Dopo la giusta overdose d’amor patrio per il compleanno dell’Italia lasciatemi ricordare il canto del cigno del Regno del sud. Come oggi, il 20 marzo di 150 anni fa, finì il sud come nazione, dopo sette secoli di vita tra luci e ombre. Finì nobilmente, a Civitella del Tronto, che era la Bolzano del sud, il suo estremo confine. Un assedio durato vari mesi delle truppe sardo-piemontesi, generali e soldati cambiati e raddoppiati per espugnare la fortezza borbonica.
Resistenza strenua, uno contro dieci. Un terribile bombardamento; solo negli ultimi due giorni 8mila proiettili scagliati da 20 cannoni. Capitolata Gaeta, il giovane Re Franceschiello esorta i suoi fedeli ad arrendersi, l’Italia unita già proclamata, le potenze europee non riconoscono lo Stato italiano se prima non cade il regno borbonico. Così a Civitella si consumò con disperata dignità il regno delle due Sicilie, sopravvissuto tre interminabili giorni allo Stato unitario.

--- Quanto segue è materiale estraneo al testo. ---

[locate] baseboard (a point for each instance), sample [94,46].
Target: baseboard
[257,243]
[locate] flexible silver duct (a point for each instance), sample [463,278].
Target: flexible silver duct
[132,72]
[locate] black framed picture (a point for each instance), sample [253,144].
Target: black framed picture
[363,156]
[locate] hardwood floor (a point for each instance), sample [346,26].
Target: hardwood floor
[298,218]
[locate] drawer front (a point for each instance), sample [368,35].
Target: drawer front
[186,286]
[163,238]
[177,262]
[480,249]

A differenza della Padania, il regno del Sud è esistito davvero, e per secoli.
Sono stato a Civitella del Tronto l’altro giorno a ricordare l’Unità d’Italia e il luogo scelto dalla regione Abruzzo mi è parso appropriato per celebrare l’Italia ma anche per altre due ragioni, una civile e una sentimentale. La prima è unificare davvero l’Italia includendo anche coloro che in buona fede, rischiando la vita, difesero l’onore di un altro ma non meno nobile amor patrio. Saremo una nazione unita e civile quando riusciremo ad essere inclusivi delle memorie diverse e riconosceremo dignità alle storie avverse.
La seconda motivazione è il rispetto - e forse il debole - per i vinti, che nutro da sempre. La nobiltà della sconfitta, il fascino dei perdenti, il bianco sole dei vinti, la bellezza dei congedi eroici e la poesia delle difese disperate, la nostalgia dei cieli e delle terre perduti. Come dicevano gli hidalgos venuti a sud, la sconfitta è il blasone dell’anima ben nata.